What to Expect During Wide-Awake Hand or Wrist Surgery

What to Expect During Wide-Awake Hand or Wrist Surgery

You rely on your hands for nearly everything you do. And when pain or dysfunction stops them from working like they used to, you notice very quickly.

Your hands are made up of a complex network of muscles, tendons, and delicate bones. A wide variety of hand injuries, wrist injuries, and other conditions can affect your hand function and your quality of life, but the thought of hand surgery can be scary.

Many people avoid hand or wrist surgery because they’re worried about complications, increased pain, and long recovery times. However, wide-awake surgery often reduces pain, reduces complications, and shortens recovery times.

Kristopher Downing, MD, of Upper Extremity Specialists in Chula Vista and La Jolla, California, is highly trained in the latest hand and wrist surgical techniques. If you need surgery, read on to find out how wide-awake surgery, or WALANT (wide-awake local anesthesia, no tourniquet), works.

Conditions wide-awake surgery can treat

Dr. Downing specializes in diagnosing and treating hand and wrist conditions that limit your life. Whether you have a chronic condition or you’ve suffered an acute injury, wide-awake surgery could be a treatment option for you.

We recommend wide-awake surgery to treat many hand and wrist conditions, including:

If you have another type of hand or wrist injury, Dr. Downing can let you know if wide-awake surgery could help you.

Benefits of wide-awake surgery

One big benefit of wide-awake surgery is that you aren’t sedated, which thereby eliminates any of the potential risks of being sedated, such as temporary vomiting and nausea.

Another benefit is you’re able to give your surgeon immediate feedback. The structures of the hand and wrist are extremely delicate, and traditional surgery isn’t always successful the first time. Wide-awake surgery gives you the opportunity to flex your hand and fingers before your incisions are closed. If any adjustments are needed, our team can continue working and reduce the need for follow-up surgeries.

Furthermore, you may be able to have a shorter recovery time. While you may experience some pain and swelling as your hand heals, the symptoms are usually milder than when recovering from traditional hand or wrist surgery. And patients are usually able to get back to their activities faster.
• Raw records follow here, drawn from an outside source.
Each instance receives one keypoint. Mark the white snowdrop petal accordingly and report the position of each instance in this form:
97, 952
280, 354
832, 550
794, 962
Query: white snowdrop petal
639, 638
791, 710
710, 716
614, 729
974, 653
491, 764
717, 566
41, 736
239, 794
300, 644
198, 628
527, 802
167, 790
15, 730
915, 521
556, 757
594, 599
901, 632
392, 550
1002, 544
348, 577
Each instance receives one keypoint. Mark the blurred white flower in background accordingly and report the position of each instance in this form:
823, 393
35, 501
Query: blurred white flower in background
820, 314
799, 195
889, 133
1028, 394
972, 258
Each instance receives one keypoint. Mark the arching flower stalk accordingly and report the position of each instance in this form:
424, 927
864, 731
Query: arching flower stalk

Performing wide-awake surgery

As the name of the technique implies, wide-awake hand surgery doesn’t involve sedation or general anesthesia. You remain awake and alert during the procedure, but we do use local anesthesia to keep you comfortable.

In most cases, wide-awake surgery involves a combination of lidocaine and epinephrine. Lidocaine numbs the treatment area and blocks pain, while epinephrine prevents bleeding.

We make small injections around the treatment area and check to make sure the area is numb. Then, our surgeons make several small incisions in your wrist or hand to access the tissues that are causing you problems.

We can repair fractures, release tendons, and perform a variety of other soft tissue procedures in your hands and wrists in wide-awake surgery. As the procedure progresses, we may ask you to move your fingers so we can assess and adjust the repairs.

Once your range of motion is satisfactory, we close the incisions with stitches or surgical glue and bandage the area. Since no sedation is required, you’re free to go home shortly after your procedure is complete.